Mirror Therapy

The principle of mirror therapy (MT) is the use of a mirror to create a reflective illusion of an affected limb in order to trick the brain into thinking movement has occurred without pain. It involves placing the affected limb behind a mirror, which is sited so the reflection of the opposing limb appears in place of the hidden limb [1]. A Mirror box is a device which allows the clinician to easily create this illusion. It’ is a box with one mirror in the center where on each side of it, the hands are placed in a manner that the affected limb is kept covered always and the unaffected limb is kept on the other side whose reflection can be seen on the mirror.



The patient places the good limb into one side, and the stump into the other. The patient then looks into the mirror on the side with good limb and makes “mirror symmetric” movements, as a symphony conductor might, or as we do when we clap our hands. Because the subject is seeing the reflected image of the good hand moving, it appears as if the phantom limb is also moving. Through the use of this artificial visual feedback it becomes possible for the patient to “move” the phantom limb, and to unclench it from potentially painful positions.



Evidence on effectiveness

Most of the evidence since the early work has come from case studies and anecdotal data.

  • Chan et al (2007) [7] allocated 22 patients with Phantom Limb Pain (PLP) into a mirror therapy group, mental imagery group and a covered mirror group (control) . They reported that all patients in the mirror therapy group experienced reduced PLP. This was not the case in the other two groups. The study did not control potential biases and its methodology was not described in detail, so weakening the power of its findings.
  • A more robust trial [8]investigated two groups of subjects suffering with PLP . A mirror group were compared to a covered mirror group, however, there were no statistically significant reductions in PLP between groups.
  • In 2011 a large scale review of the literature on mirror therapy by Rothgangel [9] summarized the current research as follows:”For stroke there is a moderate quality of evidence that MT as an additional intervention improves recovery of arm function, and a low quality of evidence regarding lower limb function and pain after stroke. The quality of evidence in patients with complex regional pain syndrome and phantom limb pain is also low. Firm conclusions could not be drawn. Little is known about which patients are likely to benefit most from MT, and how MT should preferably be applied.
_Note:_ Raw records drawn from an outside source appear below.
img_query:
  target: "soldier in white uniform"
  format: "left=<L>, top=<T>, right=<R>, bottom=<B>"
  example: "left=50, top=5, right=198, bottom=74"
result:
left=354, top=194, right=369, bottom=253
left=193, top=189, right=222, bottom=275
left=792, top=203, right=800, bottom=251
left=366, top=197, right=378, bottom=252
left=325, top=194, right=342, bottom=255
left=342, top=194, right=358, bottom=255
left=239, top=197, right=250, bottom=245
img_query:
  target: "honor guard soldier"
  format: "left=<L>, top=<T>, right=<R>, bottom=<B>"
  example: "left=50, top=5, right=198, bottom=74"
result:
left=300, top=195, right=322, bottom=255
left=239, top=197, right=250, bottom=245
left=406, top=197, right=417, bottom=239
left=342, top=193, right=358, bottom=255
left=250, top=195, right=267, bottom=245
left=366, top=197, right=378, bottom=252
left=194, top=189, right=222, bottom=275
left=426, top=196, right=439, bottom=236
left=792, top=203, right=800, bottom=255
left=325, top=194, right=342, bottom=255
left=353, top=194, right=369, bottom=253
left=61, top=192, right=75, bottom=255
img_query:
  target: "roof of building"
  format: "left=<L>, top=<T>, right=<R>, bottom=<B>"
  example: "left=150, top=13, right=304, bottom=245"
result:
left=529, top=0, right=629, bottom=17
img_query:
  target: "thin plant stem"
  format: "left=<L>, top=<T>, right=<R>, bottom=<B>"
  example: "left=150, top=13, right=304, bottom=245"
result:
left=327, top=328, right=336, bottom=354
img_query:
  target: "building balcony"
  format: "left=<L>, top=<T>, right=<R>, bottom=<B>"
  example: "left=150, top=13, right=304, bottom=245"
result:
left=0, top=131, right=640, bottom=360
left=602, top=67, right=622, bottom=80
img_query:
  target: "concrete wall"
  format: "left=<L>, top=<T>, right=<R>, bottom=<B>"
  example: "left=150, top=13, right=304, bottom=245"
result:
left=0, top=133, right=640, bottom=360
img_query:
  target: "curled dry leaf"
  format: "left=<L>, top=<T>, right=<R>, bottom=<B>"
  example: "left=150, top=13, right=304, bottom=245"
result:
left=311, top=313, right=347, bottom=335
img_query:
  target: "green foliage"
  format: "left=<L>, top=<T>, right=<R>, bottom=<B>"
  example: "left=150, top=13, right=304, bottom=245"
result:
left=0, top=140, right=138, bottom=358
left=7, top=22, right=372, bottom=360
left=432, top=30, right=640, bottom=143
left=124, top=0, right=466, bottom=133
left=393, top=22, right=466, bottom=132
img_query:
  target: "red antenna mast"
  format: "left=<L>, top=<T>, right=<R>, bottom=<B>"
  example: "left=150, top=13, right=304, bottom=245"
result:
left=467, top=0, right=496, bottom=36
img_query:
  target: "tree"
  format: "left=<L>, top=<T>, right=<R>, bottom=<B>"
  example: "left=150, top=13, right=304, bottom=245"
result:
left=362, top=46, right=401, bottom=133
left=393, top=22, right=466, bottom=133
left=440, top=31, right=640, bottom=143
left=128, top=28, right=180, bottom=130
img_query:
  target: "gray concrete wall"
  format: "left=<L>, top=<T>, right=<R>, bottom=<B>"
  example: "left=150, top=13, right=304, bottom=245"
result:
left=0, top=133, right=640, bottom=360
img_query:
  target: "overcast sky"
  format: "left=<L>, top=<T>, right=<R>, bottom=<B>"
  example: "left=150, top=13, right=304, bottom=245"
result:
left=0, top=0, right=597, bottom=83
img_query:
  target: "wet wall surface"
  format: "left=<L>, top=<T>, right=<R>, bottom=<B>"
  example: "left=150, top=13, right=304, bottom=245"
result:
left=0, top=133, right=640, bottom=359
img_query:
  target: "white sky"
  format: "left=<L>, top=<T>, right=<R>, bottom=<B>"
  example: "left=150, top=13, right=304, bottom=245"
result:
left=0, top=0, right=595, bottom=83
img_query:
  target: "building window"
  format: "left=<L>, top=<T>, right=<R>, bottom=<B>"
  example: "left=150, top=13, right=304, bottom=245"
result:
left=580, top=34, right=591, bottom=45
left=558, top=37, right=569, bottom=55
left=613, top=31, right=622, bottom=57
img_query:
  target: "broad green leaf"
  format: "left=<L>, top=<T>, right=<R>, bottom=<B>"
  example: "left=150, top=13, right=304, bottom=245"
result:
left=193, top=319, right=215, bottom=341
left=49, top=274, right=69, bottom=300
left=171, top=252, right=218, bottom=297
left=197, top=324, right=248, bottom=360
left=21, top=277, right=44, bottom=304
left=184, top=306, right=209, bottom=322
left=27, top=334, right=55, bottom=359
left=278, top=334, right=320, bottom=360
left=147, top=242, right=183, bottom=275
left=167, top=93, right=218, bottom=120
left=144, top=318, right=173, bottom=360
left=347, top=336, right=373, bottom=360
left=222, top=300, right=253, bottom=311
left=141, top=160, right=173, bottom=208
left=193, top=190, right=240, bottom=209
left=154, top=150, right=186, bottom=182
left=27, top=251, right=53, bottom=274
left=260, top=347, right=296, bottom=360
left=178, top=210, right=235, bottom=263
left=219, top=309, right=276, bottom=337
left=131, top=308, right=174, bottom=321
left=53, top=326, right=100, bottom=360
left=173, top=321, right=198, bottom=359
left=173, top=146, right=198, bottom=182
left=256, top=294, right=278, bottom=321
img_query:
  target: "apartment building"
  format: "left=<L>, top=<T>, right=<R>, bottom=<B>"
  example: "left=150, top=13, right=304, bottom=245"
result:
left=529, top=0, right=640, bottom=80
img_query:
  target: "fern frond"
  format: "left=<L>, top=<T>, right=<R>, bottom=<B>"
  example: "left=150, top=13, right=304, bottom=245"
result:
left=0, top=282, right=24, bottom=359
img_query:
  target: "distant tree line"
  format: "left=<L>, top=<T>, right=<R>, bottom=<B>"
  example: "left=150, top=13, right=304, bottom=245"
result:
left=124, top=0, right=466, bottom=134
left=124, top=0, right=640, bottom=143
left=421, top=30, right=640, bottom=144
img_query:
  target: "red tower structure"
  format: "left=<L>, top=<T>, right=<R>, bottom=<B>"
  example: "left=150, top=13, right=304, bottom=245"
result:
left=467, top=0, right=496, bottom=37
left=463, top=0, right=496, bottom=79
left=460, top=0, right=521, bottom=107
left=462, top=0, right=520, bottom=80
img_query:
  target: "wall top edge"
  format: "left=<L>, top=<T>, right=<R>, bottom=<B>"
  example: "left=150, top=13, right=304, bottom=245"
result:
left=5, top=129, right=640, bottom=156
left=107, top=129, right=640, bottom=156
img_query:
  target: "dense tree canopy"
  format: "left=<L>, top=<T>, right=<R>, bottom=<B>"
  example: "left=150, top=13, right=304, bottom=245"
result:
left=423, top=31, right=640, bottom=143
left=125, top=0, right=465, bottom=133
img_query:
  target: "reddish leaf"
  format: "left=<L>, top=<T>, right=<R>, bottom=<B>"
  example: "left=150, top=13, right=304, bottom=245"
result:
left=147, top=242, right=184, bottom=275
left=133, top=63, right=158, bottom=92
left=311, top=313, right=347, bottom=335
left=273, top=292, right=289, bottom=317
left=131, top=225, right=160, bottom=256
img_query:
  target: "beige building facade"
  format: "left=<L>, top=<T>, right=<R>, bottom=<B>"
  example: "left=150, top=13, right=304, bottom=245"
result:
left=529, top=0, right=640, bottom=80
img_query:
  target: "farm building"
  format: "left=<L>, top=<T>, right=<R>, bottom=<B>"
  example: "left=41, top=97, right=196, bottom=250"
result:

Future studies with clear descriptions of intervention protocols should focus on standardised outcome measures and systematically register adverse effects”.
  • A further review [10] of current approaches in the treatment of PLP concluded that the benefits of mirror therapy appear to be limited to patients who suffer from cramping and muscular-type phantom pain . They noted that despite the findings of one RCT, there was no systematic evidence to support the use of this modality and even some suggestion it could be counterproductive. However, this may be due to study design, choice and size of sample and application of the modality .
  • Diers et al (2010) [4] noted that applying MT as part of a sequence of modalities appeared to produce positive results against applying it in isolation . In an RCT, patients with CRPS1 and PLP showed decreases in pain, and improved function both immediately post treatment and at a 6 month follow-up when using mirror training as part of a sequence of modalities known as Graded Motor Imagery (GMI). Mirrored imagery alone did not, however, activate cortical processes in patients with phantom limb pain. The authors concluded that further research was required to establish the cortical processes underlying MT and motor imagery in order to guide the optimal method of application for these modalities.
  • These findings appeared to support earlier suggestions that whilst mirrored movements may expose the cortex to sensory and motor input, the therapeutic effect is magnified if cortical networks were gradually activated using limb recognition, motor imagery and finally mirrored movement [11] [12]. This sequence of modalities became known as GMI. Using a single blind randomised control design this approach was investigated with patients suffering with PLP, CRPS and brachial plexus avulsion[11][12]. Whilst the heterogeneity of the sample was acknowledged, it was argued that cortical similarities exist between these conditions causing a cortical neglect of the affected limb leading to changes in cortical mapping. The sample size in each study was small, but both studies showed significant reductions in pain and cortical reorganisation following a six week program.